When Vultaggio started out, Snapple also charged 99 cents for its signature 16-ounce glass bottles. AriZona was cheaper, but only because it contained 50% more tea per can. Now, a Snapple is $1.79. An 18.5-ounce container of Gold Peak, Coke’s brand, costs $1.99. Pure Leaf, the upscale Pepsi-Lipton label, goes for $2.09.

AriZona products commanded nearly 16% of the ready-to-drink tea market in the U.S. by volume in 2020, second only to PepsiCo’s slate of Lipton, Pure Leaf, and Brisk. That amounts to 255 million gallons, according to Beverage Marketing Corp. 

Vultaggio’s calculation is that raising prices and losing customers in the process just isn’t worth the short-term profit. “Your company has to deal with cost increases, but your customers have to deal with cost increases too,” Vultaggio said. “And if you break their back, nobody wins.”

AriZona’s 30-year run at 99 cents is exceptional, but the record for longest-holding beverage price still goes to Coca-Cola, which held the cost of a 6.5-ounce bottle at five cents for more than 70 years, from 1886 to 1959.

AriZona has been committed to 99 cents since 1996, when it started printing the price directly on cans to stop retailers from raising prices on their own. Since then, it has used scale, technology and constant tweaks to the business to keep costs down and revenues rising.

Some of the key changes, Vultaggio said: back in the day, only one factory made the huge cans — now, there are multiple suppliers competing on price, and can technology has changed to reduce the amount of aluminum in each by 40%. The company has streamlined operations, using its own factory in New Jersey, which can churn out 1,500 cans per minute, for much of its product. Company trucks mostly make deliveries in the middle of the night to avoid traffic.

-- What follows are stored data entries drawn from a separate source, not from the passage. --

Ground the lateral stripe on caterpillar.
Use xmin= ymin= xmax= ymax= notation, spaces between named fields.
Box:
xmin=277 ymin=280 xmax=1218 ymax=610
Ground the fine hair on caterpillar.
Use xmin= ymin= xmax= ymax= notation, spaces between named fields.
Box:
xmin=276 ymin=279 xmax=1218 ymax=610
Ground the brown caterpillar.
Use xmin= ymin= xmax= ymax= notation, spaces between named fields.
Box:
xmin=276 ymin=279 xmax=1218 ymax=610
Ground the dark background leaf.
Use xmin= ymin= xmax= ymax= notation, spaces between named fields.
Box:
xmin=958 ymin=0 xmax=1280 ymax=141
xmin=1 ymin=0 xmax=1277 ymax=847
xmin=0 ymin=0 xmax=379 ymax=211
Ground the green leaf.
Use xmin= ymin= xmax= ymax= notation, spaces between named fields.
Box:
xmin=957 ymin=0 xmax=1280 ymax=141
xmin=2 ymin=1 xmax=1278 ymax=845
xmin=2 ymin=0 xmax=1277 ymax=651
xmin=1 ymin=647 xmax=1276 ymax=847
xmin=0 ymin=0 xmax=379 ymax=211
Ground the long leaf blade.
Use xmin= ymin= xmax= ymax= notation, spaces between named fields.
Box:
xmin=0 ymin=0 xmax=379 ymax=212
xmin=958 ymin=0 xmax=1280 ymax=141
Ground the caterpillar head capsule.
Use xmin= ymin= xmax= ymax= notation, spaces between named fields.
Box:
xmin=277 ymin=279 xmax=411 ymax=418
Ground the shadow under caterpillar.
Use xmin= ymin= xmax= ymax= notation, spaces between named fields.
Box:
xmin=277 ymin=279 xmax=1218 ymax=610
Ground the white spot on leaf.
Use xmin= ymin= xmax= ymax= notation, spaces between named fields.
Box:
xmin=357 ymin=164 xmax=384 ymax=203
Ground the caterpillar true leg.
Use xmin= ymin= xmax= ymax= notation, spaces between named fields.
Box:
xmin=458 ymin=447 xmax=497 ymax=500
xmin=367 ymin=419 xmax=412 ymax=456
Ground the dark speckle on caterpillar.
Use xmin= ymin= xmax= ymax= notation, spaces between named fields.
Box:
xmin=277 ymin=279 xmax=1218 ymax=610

But the economics right now are brutal.

The company charges wholesale distributors a little more than $12 per 24-can case, or 50 cents a can (AriZona declined to share how much it charges retailers it distributes to directly, but distributors charge about 70 cents per can to their customers). With just that stack of pennies to work with, every cent counts.

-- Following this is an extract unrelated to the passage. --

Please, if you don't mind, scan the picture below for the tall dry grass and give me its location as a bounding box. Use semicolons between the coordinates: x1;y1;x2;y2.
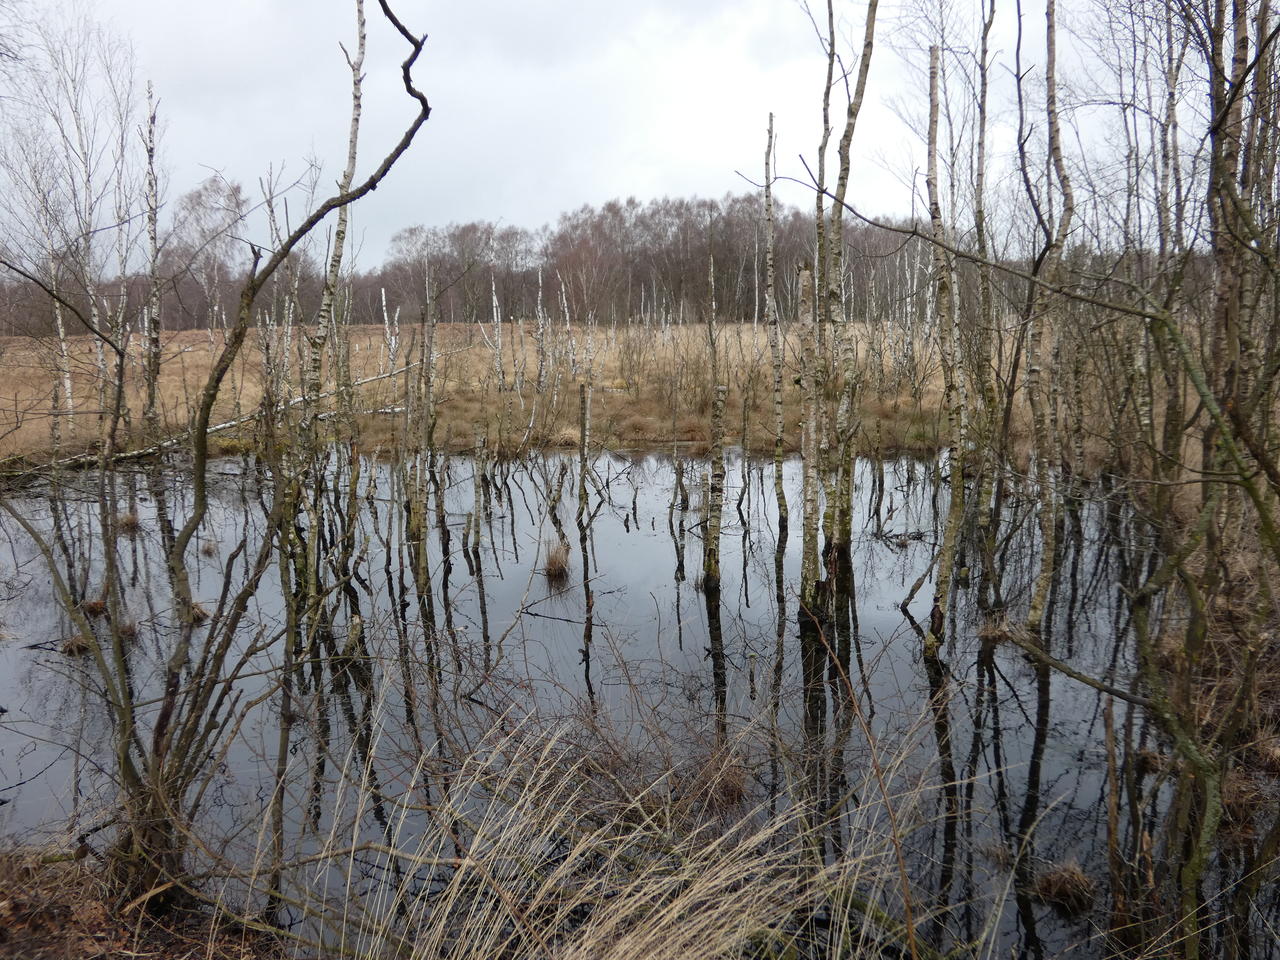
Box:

In the last 18 months, the cost of aluminum has gone from $1,750 per metric ton to nearly $3,250. Shipping, taxes, and other expenses for aluminum doubled in the past two years to $880 per ton.

With about 23 grams of aluminum per Big AZ Can, that means the price of metal alone has gone from nearly 5 cents up to 9.5 cents a pop — when you’re selling a billion cans a year, that’s $45 million down the tubes.

The Vultaggios declined to break down exactly how much their costs have risen per can. They did say that the company typically hedged aluminum prices to offset costs, but those hedges expired. Now, it’s exposed to the full brunt of the global commodity price.

The prices of tea, water, high fructose corn syrup, honey, citric acid, and flavorings have remained fairly flat in recent years, but over the long term the pressure has grown. High fructose corn syrup has risen from around 15 cents per pound 20 years ago to more than 45 cents today, amounting to a roughly 3-cent increase per can. That small change, times a billion, equals an additional $30 million eaten away.

One of AriZona’s largest cost savings isn’t in the can or the corn syrup, however: it’s in the marketing.

“Most brands in America today believe they have to go out and have a Super Bowl commercial or do traditional advertising,” Vultaggio said. “When we first started, I didn’t have the money for that — so each can had to be like a billboard. That’s why I chose the big can. It stood tall.”

To this day, the company has kept its marketing budget to a minimum and its entire operation lean, with only about 350 people on staff at its Woodbury headquarters and 1,500 companywide.